Here is the situation right after a phosh crash, with some part of the session still stuck running:
dmesg (doesn't show anything interesting):
[ 296.336076] elogind-daemon[3177]: Watching system buttons on /dev/input/event6 (Bluetooth keyboard Consumer Control)
[ 296.346573] elogind-daemon[3177]: Watching system buttons on /dev/input/event7 (Bluetooth keyboard System Control)
[ 296.347178] elogind-daemon[3177]: Watching system buttons on /dev/input/event5 (Bluetooth keyboard Keyboard)
[ 322.223520] alloc_contig_range: [b0e00, b106b) PFNs busy
[ 322.223756] alloc_contig_range: [b0f00, b116b) PFNs busy
[ 325.473930] alloc_contig_range: [b0e00, b106b) PFNs busy
[ 325.474161] alloc_contig_range: [b0f00, b116b) PFNs busy
[ 330.648017] alloc_contig_range: [b0e00, b1190) PFNs busy
[ 330.648387] alloc_contig_range: [b0f00, b1290) PFNs busy
[ 330.774572] alloc_contig_range: [b0e00, b1190) PFNs busy
[ 330.774853] alloc_contig_range: [b0f00, b1290) PFNs busy
[ 332.505612] alloc_contig_range: [b0e00, b106b) PFNs busy
[ 332.505920] alloc_contig_range: [b0f00, b116b) PFNs busy
[ 393.008399] alloc_contig_range: [b0e00, b1190) PFNs busy
[ 393.008951] alloc_contig_range: [b0f00, b1290) PFNs busy
[ 403.095029] alloc_contig_range: [b0e00, b106b) PFNs busy
[ 403.095323] alloc_contig_range: [b0f00, b116b) PFNs busy
[ 463.411703] alloc_contig_range: [b0e00, b1190) PFNs busy
[ 463.415560] alloc_contig_range: [b0f00, b1290) PFNs busy
[ 536.430685] alloc_contig_range: [b0e00, b106b) PFNs busy
[ 536.430939] alloc_contig_range: [b0f00, b116b) PFNs busy
[ 543.189138] alloc_contig_range: [b0e00, b1190) PFNs busy
[ 543.189365] alloc_contig_range: [b0f00, b1290) PFNs busy
[ 711.607363] IPv6: ADDRCONF(NETDEV_CHANGE): wlan0: link becomes ready
[ 1844.019728] elogind-daemon[3177]: Suspending system...
[ 1844.019782] PM: suspend entry (s2idle)

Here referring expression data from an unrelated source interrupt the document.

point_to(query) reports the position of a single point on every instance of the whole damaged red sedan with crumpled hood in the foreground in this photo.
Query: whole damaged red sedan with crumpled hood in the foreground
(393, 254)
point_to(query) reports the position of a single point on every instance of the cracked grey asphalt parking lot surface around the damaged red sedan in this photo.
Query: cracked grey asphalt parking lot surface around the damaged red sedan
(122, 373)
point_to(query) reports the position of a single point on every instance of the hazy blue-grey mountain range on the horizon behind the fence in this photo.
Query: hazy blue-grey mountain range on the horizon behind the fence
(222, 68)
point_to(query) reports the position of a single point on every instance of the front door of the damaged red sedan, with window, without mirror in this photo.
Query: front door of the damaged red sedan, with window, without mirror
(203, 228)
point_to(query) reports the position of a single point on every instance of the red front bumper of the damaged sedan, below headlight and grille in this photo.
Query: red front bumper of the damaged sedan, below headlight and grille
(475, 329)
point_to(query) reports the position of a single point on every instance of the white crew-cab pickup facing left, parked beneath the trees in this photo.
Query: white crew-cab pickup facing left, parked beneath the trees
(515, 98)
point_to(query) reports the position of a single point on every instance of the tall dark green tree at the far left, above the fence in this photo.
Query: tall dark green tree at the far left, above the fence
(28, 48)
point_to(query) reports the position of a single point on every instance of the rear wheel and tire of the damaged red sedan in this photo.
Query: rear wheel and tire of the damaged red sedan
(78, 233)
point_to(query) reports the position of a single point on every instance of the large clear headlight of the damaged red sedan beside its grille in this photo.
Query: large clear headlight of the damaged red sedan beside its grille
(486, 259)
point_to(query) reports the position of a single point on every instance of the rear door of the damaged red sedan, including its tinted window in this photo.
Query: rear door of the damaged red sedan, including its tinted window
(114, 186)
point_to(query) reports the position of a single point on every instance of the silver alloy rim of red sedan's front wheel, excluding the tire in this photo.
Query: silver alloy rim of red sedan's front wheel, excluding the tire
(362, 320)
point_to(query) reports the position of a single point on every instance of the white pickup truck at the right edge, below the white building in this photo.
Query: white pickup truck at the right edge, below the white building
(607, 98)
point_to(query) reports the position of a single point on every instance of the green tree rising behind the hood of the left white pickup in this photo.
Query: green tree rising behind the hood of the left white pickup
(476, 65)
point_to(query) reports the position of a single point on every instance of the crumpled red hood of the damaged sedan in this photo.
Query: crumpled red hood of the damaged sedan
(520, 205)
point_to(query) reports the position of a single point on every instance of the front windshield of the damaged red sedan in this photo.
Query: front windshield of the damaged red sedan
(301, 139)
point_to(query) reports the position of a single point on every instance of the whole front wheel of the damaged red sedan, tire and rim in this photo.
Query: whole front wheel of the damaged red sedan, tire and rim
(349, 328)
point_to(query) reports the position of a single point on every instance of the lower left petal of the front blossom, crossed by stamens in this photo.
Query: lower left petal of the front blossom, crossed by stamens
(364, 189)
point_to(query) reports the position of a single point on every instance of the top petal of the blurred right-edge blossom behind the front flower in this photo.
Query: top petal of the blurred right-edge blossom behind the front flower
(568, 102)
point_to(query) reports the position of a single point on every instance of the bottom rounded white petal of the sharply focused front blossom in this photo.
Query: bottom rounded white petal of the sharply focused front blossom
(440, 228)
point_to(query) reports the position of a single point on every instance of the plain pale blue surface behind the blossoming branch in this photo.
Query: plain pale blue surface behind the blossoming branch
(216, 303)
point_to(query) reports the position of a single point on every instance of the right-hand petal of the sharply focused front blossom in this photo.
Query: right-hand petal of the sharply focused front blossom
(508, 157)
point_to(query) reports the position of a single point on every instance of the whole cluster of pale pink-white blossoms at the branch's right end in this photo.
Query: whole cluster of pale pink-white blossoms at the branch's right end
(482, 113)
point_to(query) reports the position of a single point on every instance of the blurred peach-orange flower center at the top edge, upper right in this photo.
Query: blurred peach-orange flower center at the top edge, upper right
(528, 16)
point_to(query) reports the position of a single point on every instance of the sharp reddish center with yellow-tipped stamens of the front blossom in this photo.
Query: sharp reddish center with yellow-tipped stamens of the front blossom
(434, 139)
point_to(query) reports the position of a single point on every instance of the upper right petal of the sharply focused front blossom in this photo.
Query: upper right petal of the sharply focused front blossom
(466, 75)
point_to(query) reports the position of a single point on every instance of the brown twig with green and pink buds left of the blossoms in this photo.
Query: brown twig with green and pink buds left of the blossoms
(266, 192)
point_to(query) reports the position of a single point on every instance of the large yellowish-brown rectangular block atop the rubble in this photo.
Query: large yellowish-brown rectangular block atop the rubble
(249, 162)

[ 1844.024282] Filesystems sync: 0.004 seconds
[ 3881.797537] IPv6: ADDRCONF(NETDEV_CHANGE): wlan0: link becomes ready
[12301.094596] IPv6: ADDRCONF(NETDEV_CHANGE): wlan0: link becomes ready
[19184.426138] rfkill: input handler enabled
phosh & phoc are dead:
$ ps aux | grep lightdm
3137 root 0:00 supervise-daemon lightdm --start /usr/bin/lightdm --
9029 root 0:00 /usr/bin/lightdm
9035 user 0:00 grep lightdm
$ ps aux | grep phosh
9037 user 0:00 grep phosh
$ ps aux | grep phoc
9039 user 0:00 grep phoc
$ ps aux | grep session
9102 root 0:00 lightdm --session-child 11 14
9108 user 0:00 grep session
.xsession-errors:
$ cat ~/.xsession-errors
$
Really looks like it's just not even bothering to restart, with something keeping the session still alive exactly as @afontain suggested.

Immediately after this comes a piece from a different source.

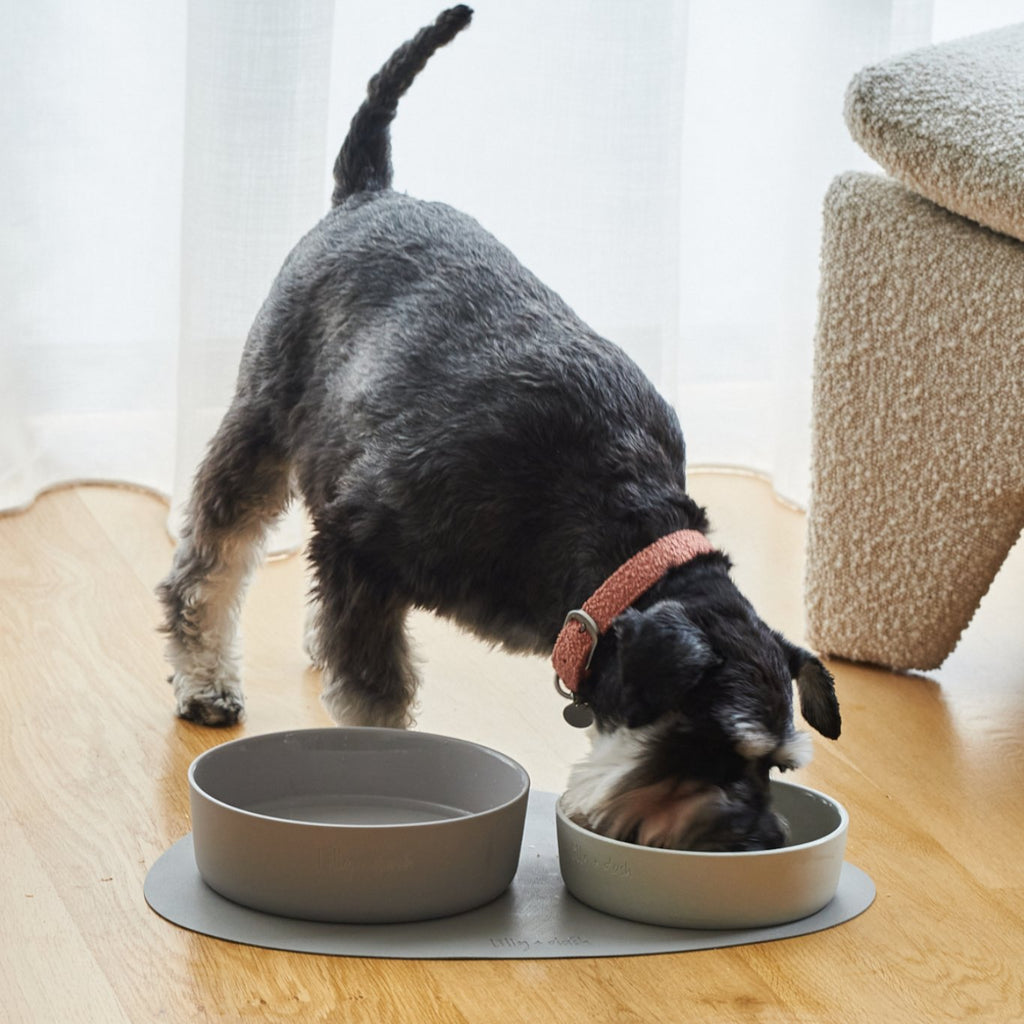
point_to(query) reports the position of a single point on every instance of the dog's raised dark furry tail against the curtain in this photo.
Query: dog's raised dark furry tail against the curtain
(365, 161)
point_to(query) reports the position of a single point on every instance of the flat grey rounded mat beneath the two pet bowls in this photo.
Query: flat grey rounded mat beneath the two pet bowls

So now let me try to kill the session:
$ sudo kill 9102
[sudo] password for user:
$ ps aux | grep session
9117 user 0:00 grep session
$ ps aux | grep phoc
9119 user 0:00 grep phoc
$ ps aux | grep phosh
9121 user 0:00 grep phosh
$ ps aux | grep lightdm
3137 root 0:00 supervise-daemon lightdm --start /usr/bin/lightdm --
9110 root 0:00 /usr/bin/lightdm
9123 user 0:00 grep lightdm
Let's look at .xsession-errors again:
$ cat ~/.xsession-errors
(phoc:9063): phoc-wlroots-CRITICAL **: 21:34:33.759: [backend/session/logind.c:161] Failed to get session path: Operation timed out
(phoc:9063): phoc-wlroots-CRITICAL **: 21:34:33.760: [backend/session/direct-ipc.c:35] Do not have CAP_SYS_ADMIN; cannot become DRM master
(phoc:9063): phoc-wlroots-CRITICAL **: 21:34:33.760: [backend/session/session.c:96] Failed to load session backend
(phoc:9063): phoc-wlroots-CRITICAL **: 21:34:33.760: [backend/backend.c:195] failed to start a session
(phoc:9063): phoc-wlroots-CRITICAL **: 21:34:33.760: [backend/backend.c:235] failed to start backend 'drm'
(phoc:9063): phoc-server-ERROR **: 21:34:33.761: Could not create backend
dmesg has no new messages at this point. So nothing useful there about what is going on.
So the kernel won't allow it to get graphics access again, that seems bad. I suggest might be worth fixing, since on the run e.g. in public transportation with no other device at hand to SSH into it, the device becomes unusable until it is hard reset.